Further, in terms of a welding method, a technique of decreasing stress concentration to a toe portion is proposed in Patent Literatures 1 and 2.
In Patent Literature 1, there is disclosed a method of decreasing stress concentration to a toe portion and improving fatigue strength by optimizing chemical components of a weld metal to increase a curvature radius of the toe portion.
In Patent Literature 2, there is disclosed a weld bead structure in which a weld bead is extended when an end surface of another steel sheet is butted against one surface of a steel sheet to have a T-shaped cross section and a fillet bead is formed on both sides of the butted portion.

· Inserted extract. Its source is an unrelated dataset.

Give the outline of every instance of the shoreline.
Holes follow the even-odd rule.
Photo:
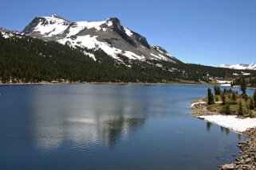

In Patent Literature 3, there is disclosed that when a sheet surface of a plate-shaped member and a square member are butted and fillet welding is performed with respect to all the portions of edges of the square member in contact with the plate-shaped member, linear welded portions intersecting crosswise each other are formed on corner portions of the square member.
However, even with the techniques disclosed in Patent Literatures 1 to 3, it is not possible to expect the effect of decreasing the stress concentration to the root portion 5 of the typified lap fillet welded joint formed by welding only one side of the overlapped portion of the steel sheets 1 and 2 shown in FIG. 1.
Further, in the technique disclosed in Patent Literature 2, the weld bead is extended, and thereby fatigue strengths at a welding start point (start edge portion) of the weld bead and at a welding end point (end edge portion) of the weld bead improve. However, there is little effect for improvement in fatigue strength of an intermediate portion of the weld bead.
Further, in the technique disclosed in Patent Literature 3, the number of welding start points to remain independently near a fillet bead is increased. The shape of a toe portion at a welding start point projects and this projected angle is steep, so that stress is easily concentrated at the welding start point if the welding start point exists independently.
As above, in the techniques disclosed in Patent Literatures 1 to 3, it is not easy to suppress occurrence of fatigue fracture when a welded structure member to which a cyclic load is applied such as an automobile underbody member is formed by fillet welding metal sheets having a thin sheet thickness.